Flash has caused me a huge amount of hassle in the last few months. When I first powered it up on the Macs at uni, I found the program completely un-intuitive. Nothing seemed to make sense, despite the vaguely familiar Powerpoint-esque features like grouping objects and the slight hint of graphics programs like Photoshop and Fireworks.
I realised I also had a residual amount of scorn for Flash. I associated it with ads, annoying over-designed sites – basically stuff that kept you away from the content of a site rather than anything you would actually visit a site to access.
I made my ball bounce in class with help from Dean and that made me start to be aware of the possibilities.
I work for a green organisation, the Australian Conservation Foundation. We have a joke at work that when we don’t know what to do, the management always asks “Well what is Greenpeace doing?” The answer to that question is, using Flash in a low key way to draw your eye away from the static central content of their homepage and towards little ads associated with campaigns in the side bar of their site.
I started to see how this could work for our site, which has always been way too static on the homepage. That led me to make some rash promises. “Sure, I’ll design some banner ads for our site!” I told everyone. “I’m learning Flash at uni.”
The first banner ad took me a week to produce (in between obviously doing the other stuff I need to do at work). I had hassles with ordering events, preventing endless looping, making links work, getting the format right to be uploaded onto the site.
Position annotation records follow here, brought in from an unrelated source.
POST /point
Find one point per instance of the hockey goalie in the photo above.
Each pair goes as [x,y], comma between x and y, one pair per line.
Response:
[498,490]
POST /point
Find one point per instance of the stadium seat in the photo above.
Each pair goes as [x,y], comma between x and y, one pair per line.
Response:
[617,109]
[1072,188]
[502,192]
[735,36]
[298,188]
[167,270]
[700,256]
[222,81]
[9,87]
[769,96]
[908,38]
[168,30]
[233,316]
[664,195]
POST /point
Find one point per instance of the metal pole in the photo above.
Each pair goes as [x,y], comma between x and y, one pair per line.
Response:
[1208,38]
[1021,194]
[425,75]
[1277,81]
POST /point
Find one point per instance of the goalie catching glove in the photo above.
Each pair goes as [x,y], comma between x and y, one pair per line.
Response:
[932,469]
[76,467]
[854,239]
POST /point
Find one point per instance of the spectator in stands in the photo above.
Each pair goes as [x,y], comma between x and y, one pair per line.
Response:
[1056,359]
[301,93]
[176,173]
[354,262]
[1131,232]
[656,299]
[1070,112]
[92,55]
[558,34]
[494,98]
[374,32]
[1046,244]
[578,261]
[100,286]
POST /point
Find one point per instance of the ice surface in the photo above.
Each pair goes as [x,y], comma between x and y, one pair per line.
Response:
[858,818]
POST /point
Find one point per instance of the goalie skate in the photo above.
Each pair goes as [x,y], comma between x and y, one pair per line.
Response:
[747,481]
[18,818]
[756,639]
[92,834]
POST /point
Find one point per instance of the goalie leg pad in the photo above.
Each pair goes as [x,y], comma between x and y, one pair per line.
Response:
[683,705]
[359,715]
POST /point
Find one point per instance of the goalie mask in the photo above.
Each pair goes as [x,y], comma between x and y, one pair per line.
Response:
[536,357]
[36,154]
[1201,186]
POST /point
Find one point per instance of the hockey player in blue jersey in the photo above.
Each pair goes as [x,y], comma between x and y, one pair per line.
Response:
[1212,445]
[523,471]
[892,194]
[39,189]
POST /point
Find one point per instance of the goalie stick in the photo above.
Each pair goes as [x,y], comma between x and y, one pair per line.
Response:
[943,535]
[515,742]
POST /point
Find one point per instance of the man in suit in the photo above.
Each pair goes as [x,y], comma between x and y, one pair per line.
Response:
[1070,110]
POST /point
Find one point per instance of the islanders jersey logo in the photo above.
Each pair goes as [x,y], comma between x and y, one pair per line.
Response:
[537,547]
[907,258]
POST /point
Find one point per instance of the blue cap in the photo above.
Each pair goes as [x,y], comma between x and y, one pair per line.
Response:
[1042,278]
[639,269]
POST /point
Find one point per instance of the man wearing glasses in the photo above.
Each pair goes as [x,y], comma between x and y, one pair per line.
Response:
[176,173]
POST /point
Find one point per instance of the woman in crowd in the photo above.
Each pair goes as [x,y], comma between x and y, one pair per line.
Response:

And it wasn’t a very ambititous banner either, basically just some text fading in and a link through to the appropriate page. Fortunately the IT guy at work just happened to buy us Flash recently as part of a software package so I had the software in PC version at work so I could muck around with it whenever there was a pause. But there were a few late nights and frantic phone calls to various IT types before this rather average banner made it onto the site.
The next time I ended up designing a banner was by accident. A passing head honcho had asked me to make these pages to celebrate our 40th anniversary and the hassle of trying to stretch my skills to make the video stuff had meant I was very pressed for time. When I finally got them up, she happened to mention that a Flash banner that pointed to them ‘would be nice.’ I was basically too wussy to say “No way, I’m crap at Flash and I haven’t got time.” so I faced the prospect of having to create another banner.
But this time things were much easier. I had solved most of the issues I had had with the simple stuff like looping, linking and getting the file type right. I even managed to add some layers with more interesting stuff happening, like these balloons that rise in the background. Very nifty! Here is the second banner.
However this banner still has some problems. I realised after I uploaded it that it lacks any “click here” or “do this action” type information to let the user know that clicking the banner will take them anywhere. I’m too lazy to think of a way to fix this issue so I’m going to let it stand, but I’ll have to take that into account next time.
This raises an interesting point about interactivity, which is that I can’t assume that everyone who comes to my site has the same ‘literacy’ in interactivity that I do. I would assume that if i saw something done in Flash moving on a site, there’s a good chance I could click through it to something else. But a lot of people complain to me that it isn’t clear certain things lead to other things.